In 2013/14, primary schools shared over one billion pounds in deprivation Pupil Premium funding. Based on the January 2013 school census, 1.1 million (27%) primary-age pupils were found to be eligible for deprivation Pupil Premium funding, on the basis for having been eligible for free school meals at some point in the previous six years. This equated to an extra £953 per eligible pupil.

By the 2017/18 academic year, the per pupil amount had risen to £1,320. There were still around 1.1 million eligible pupils in primary schools, so the total amount of funding had risen to £1.4 billion.

However, the total number of pupils had risen by half a million, meaning that the percentage eligible for deprivation funding had fallen to 24%. (As we wrote here, London is the region most affected.)

There are two reasons for this. Firstly, a general fall in free school meals eligibility, presumably due to changes in the economy and changes to benefit eligibility. Secondly, the introduction of universal infant free school meals (UIFSM) in September 2014.

How much funding are primary schools missing out on?

First a simple calculation. If the percentage of primary pupils eligible for deprivation funding in 2017/18 had remained the same as in 2013/14 – 27% – then an extra 137,000 pupils would have been eligible. At 2017/18 rates, this would have meant an additional £181 million in funding.

Now let’s try to separate out the impact of UIFSM from the general downward trend in free school meals eligibility. The chart below compares how the FSM eligibility rate has changed among pupils in the infant years (Reception to Year 2) and those in the junior years (Year 3 to Year 6).

As can be seen, the dots for infants start to fall below the dots for juniors from 2015, the first year of UIFSM.

So despite the best efforts of schools to collect evidence of eligibility for free school meals from the parents of infant children after the introduction of UIFSM, it appears that a small percentage of parents did not respond.

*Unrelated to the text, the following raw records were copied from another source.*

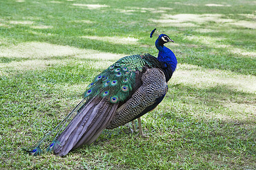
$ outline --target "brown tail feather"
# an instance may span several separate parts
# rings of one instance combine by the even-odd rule
[[[112,119],[118,103],[94,97],[85,104],[58,137],[60,145],[53,148],[59,156],[67,155],[82,144],[90,144],[101,134]]]

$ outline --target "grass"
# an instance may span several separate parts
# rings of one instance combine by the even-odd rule
[[[0,167],[256,169],[253,1],[1,1]],[[142,118],[60,158],[24,154],[79,102],[94,76],[123,56],[157,56],[168,35],[179,65]]]

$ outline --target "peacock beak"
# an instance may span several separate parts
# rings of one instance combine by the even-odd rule
[[[172,40],[171,39],[169,39],[169,40],[168,40],[168,42],[174,42],[174,41]]]

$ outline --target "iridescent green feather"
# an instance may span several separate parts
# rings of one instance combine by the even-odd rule
[[[96,76],[84,93],[85,98],[107,97],[110,102],[123,101],[135,85],[135,71],[145,66],[159,67],[158,61],[148,54],[125,57]]]

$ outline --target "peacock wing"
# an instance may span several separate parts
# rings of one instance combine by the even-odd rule
[[[168,91],[164,74],[160,69],[148,69],[142,75],[142,84],[131,97],[117,109],[107,129],[123,125],[152,110]]]

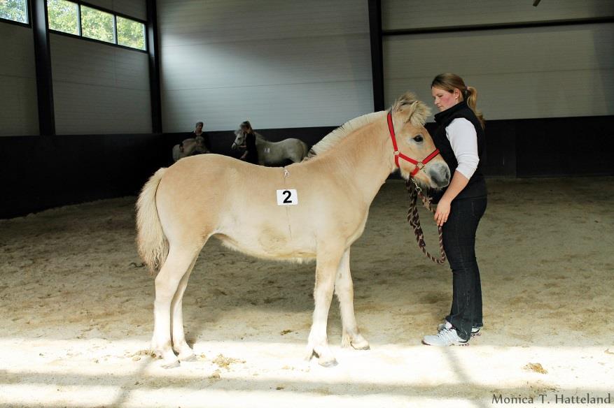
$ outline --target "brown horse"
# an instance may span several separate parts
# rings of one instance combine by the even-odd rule
[[[137,222],[141,256],[158,271],[151,347],[162,355],[163,365],[193,358],[183,333],[182,298],[211,237],[260,258],[316,260],[309,358],[315,354],[322,365],[336,364],[326,335],[333,291],[340,302],[342,344],[368,349],[354,316],[350,247],[362,234],[371,202],[399,156],[431,157],[424,167],[399,161],[404,177],[417,167],[421,170],[414,178],[422,185],[441,188],[449,182],[449,169],[435,155],[424,127],[428,115],[422,102],[406,94],[389,113],[370,113],[333,131],[301,163],[270,168],[203,154],[158,170],[139,197]]]

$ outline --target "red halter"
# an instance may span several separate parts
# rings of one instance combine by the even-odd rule
[[[392,147],[394,147],[394,163],[396,164],[396,166],[400,168],[400,166],[398,165],[399,157],[409,161],[412,164],[416,165],[416,167],[414,168],[413,171],[412,171],[412,173],[410,175],[411,177],[416,175],[419,171],[422,170],[425,164],[433,160],[435,156],[439,154],[439,149],[435,149],[435,151],[427,156],[426,159],[421,161],[418,161],[417,160],[414,160],[411,157],[408,157],[399,152],[398,147],[396,145],[396,138],[394,135],[394,125],[392,124],[392,114],[390,112],[388,112],[388,130],[390,131],[390,137],[392,138]]]

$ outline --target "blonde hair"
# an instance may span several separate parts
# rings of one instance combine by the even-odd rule
[[[448,92],[454,92],[455,89],[461,92],[461,101],[466,101],[467,105],[477,117],[482,129],[484,128],[484,116],[482,112],[476,108],[477,104],[477,89],[473,87],[468,87],[465,85],[465,81],[463,78],[454,73],[440,73],[433,80],[431,83],[431,87],[435,87]]]

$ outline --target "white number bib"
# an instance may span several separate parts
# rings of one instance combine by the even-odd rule
[[[277,205],[296,205],[298,204],[298,194],[294,189],[277,190]]]

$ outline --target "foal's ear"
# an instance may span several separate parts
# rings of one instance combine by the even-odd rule
[[[421,101],[419,101],[411,92],[407,92],[397,99],[392,106],[392,110],[406,114],[405,122],[411,122],[416,127],[424,126],[426,118],[431,115],[431,108]]]

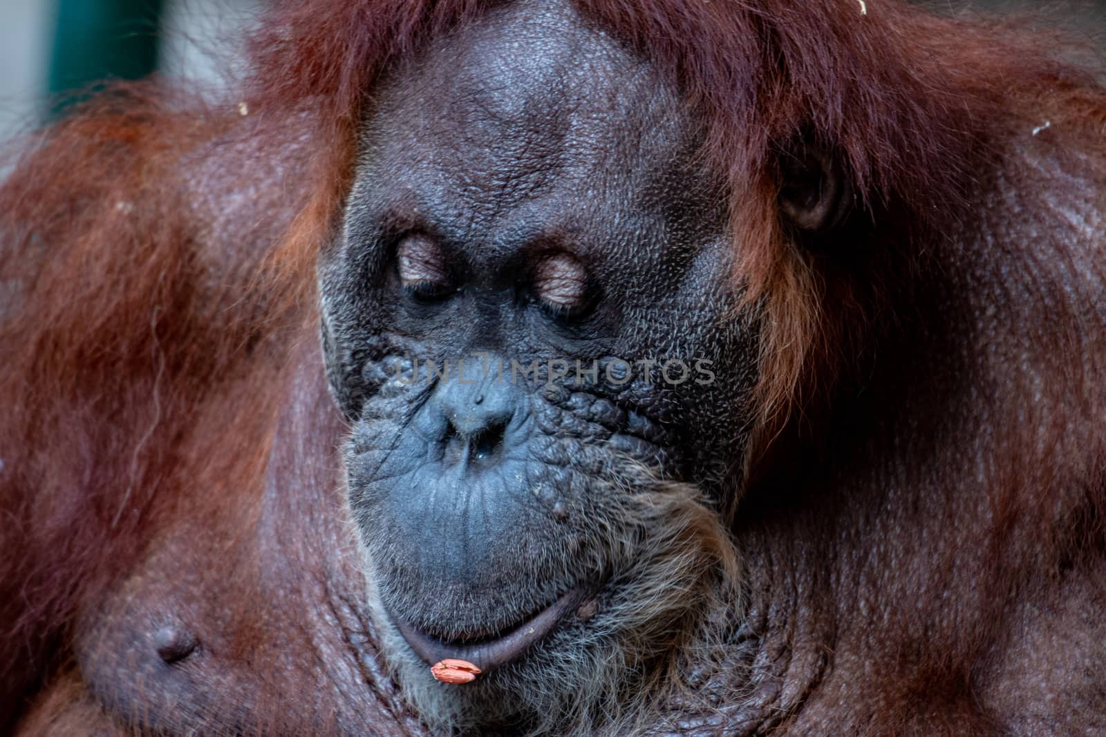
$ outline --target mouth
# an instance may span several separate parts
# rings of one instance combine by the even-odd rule
[[[468,661],[483,672],[493,671],[518,660],[532,646],[541,642],[566,614],[581,609],[588,601],[583,587],[576,587],[561,596],[545,609],[530,615],[509,631],[483,640],[442,640],[424,632],[403,620],[393,617],[396,627],[410,649],[427,665],[447,657]]]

Estimating the impact of UIFSM

We need some sort of estimate of what the percentage of eligible pupils would have been in the absence of the UIFSM policy.

The first chart below shows the percentage of pupils in each year group eligible for deprivation funding in January 2014, before the introduction of UIFSM, while the second shows the percentage of pupils in Year 5 in January 2014 who were eligible for free school meals over different time intervals.

The pattern in the two charts broadly matches, as it does in the 2013 data. The significance of this is that we can use what we know about when pupils in Year 5 in January 2017 were eligible for free school meals to estimate what Pupil Premium eligibility would have been for younger pupils in January 2017 in the absence of the UIFSM policy.

The Year 5 group would have been the youngest cohort in 2016/17 not to have been affected by UIFSM. Using the relationship established in January 2014, we can use the percentage of pupils known to be eligible for free school meals during 2016/17 to give us an estimate of the percentage of Reception pupils eligible for deprivation funding. Similarly, the percentage of Year 5 eligible for free school meals in 2016/17 or the previous year gives us an estimate for Year 1 and so forth.

Doing this, the chart below shows actual and estimated percentages of pupils eligible for deprivation funding in January 2017.

In total, an extra 51,000 pupils might have been eligible for deprivation funding in 2017/18 – just over 1% of pupils. At the prevailing rate, this amounts to £67 million in funding.

And of course, the percentage of pupils eligible for deprivation funding fell further (to 23.3%) in January 2018 and so the amount of missing funding for 2018/19 would have increased.

Perhaps the total deprivation funding pot would have remained the same even if the Pupil Premium eligibility rate had stayed the same, in effect reducing the per pupil amount and spreading the jam a bit thinner.

But it does appear that some schools will be missing out on Pupil Premium funding as a result of universal infant free school meals. Not huge amounts of money, but enough for a few little extras.